Mercado

Governo pode influenciar nas ações da Petrobras?

Entenda o papel do Governo diante da companhia e o impacto das ações diante das ações  negociadas na B3

Governo pode influenciar nas ações da Petrobras?
(Fonte: Shutterstock)
  • Mesmo sendo de economia mista, a Petrobras sofre influência direta do Poder Executivo em determinadas situações
  • Em alguns casos, as decisões podem ser contrárias aos dos outros acionistas
  • Por isso, a importância de entender como funciona a interferência do Poder Executivo na empresa antes de comprar suas ações

(Por Carlos Pegurski/especial para o E-Investidor) Criada em 1953, a Petrobras nasceu como uma empresa pública de economia mista. Como o próprio nome diz, trata-se de um regime jurídico particular: ela difere das estatais tradicionais (autarquias ligadas ao governo que atendem à legislação pública), mas também não se comporta como outra organização privada comum.

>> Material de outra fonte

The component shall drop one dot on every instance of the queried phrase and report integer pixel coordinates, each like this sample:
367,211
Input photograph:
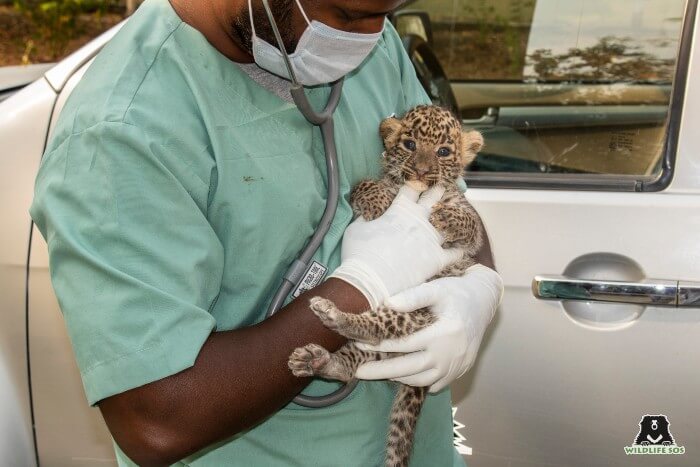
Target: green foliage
506,25
611,59
57,22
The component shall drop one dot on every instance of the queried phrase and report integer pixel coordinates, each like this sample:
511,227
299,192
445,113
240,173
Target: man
180,183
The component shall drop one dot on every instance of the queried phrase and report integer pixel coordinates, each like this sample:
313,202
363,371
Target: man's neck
213,19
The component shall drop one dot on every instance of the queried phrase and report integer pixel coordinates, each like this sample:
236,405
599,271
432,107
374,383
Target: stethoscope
296,271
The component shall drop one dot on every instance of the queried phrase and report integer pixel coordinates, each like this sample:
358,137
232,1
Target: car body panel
551,389
546,389
24,120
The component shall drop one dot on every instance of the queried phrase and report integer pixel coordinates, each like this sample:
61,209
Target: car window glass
581,86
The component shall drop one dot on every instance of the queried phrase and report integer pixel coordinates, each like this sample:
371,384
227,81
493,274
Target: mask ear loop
303,13
280,43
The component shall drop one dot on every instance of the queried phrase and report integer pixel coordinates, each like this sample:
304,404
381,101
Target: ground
21,42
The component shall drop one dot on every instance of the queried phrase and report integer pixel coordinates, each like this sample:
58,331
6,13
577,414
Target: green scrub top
173,195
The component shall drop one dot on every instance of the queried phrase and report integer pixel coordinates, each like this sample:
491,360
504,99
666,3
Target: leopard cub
426,147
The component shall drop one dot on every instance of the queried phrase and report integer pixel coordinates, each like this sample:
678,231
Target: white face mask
323,54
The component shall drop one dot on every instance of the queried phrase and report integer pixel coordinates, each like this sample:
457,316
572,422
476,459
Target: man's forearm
239,378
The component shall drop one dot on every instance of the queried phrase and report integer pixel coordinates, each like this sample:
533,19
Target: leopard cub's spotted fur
426,147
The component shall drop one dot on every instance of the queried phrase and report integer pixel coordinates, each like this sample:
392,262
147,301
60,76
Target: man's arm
239,378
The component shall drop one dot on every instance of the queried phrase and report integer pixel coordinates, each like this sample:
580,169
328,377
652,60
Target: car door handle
653,292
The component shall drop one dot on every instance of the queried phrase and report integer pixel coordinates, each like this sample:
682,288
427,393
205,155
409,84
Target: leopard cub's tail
402,425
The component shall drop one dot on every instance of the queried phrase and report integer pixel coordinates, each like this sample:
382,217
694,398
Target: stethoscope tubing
296,271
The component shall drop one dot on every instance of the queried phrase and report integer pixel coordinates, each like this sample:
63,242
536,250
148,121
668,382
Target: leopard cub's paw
308,360
326,310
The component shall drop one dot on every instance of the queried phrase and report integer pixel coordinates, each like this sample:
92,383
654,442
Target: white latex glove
445,350
398,250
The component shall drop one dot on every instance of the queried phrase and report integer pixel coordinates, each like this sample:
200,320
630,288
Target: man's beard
282,11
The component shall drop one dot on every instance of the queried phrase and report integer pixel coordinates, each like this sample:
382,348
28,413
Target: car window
575,87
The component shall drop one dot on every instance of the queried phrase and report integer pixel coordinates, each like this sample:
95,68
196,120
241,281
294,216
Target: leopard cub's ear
390,129
471,144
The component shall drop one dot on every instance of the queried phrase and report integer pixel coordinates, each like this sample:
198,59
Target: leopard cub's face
427,146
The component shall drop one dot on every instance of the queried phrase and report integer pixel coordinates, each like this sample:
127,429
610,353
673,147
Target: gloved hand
445,350
398,250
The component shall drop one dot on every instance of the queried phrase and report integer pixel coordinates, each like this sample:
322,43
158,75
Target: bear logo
653,431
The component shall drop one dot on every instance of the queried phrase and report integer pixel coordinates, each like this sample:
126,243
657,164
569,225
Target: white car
589,186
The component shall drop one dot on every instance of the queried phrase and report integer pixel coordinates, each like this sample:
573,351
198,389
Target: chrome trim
652,292
689,294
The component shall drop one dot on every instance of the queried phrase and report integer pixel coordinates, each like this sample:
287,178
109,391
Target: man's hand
444,351
398,250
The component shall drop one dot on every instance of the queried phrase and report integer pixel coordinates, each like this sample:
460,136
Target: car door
589,186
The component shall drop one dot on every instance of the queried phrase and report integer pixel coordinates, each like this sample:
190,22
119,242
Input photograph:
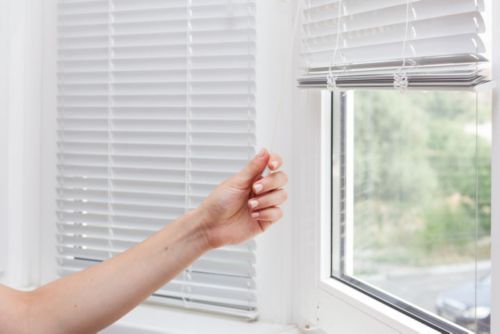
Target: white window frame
327,291
326,283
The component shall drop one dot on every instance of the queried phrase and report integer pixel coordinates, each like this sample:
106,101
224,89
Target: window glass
414,187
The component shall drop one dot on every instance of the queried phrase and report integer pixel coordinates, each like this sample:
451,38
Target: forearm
105,292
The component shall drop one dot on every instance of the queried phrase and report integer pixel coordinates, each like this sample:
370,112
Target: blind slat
364,43
156,106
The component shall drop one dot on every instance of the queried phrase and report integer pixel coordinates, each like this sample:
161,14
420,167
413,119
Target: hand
246,204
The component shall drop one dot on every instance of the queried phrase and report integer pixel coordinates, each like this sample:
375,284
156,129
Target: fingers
271,182
272,199
268,215
275,162
255,167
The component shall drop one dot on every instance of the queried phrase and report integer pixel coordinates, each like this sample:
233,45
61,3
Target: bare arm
86,302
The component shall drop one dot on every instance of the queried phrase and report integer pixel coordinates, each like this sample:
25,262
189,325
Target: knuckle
284,195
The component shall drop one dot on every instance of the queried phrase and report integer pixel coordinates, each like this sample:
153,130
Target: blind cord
331,79
401,75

Mas, afinal, como funciona a governança da empresa? O governo pode mandar e desmandar na companhia? Qual é o limite entre as esferas pública e privada?

Se você tem ações PETR3 e PETR4 ou pensa em adquiri-las, preste atenção: vale a pena conhecer mais o assunto. Afinal, o contexto político afeta todo o mercado, mas torna-se especialmente importante no caso das estatais.

Saiba por que há interesses diferentes em jogo

nvestimento: esse é um dos pontos em que governo e investidores podem ter expectativas diferentes. (Fonte: Gilberto Mesquita/Shutterstock)

Se as autarquias públicas (fundações, universidades e institutos) já têm autonomia administrativa e financeira, tudo indica que as empresas públicas de economia mista, que o governo detém apenas parte delas, seriam ainda mais livres para determinar sua política, correto?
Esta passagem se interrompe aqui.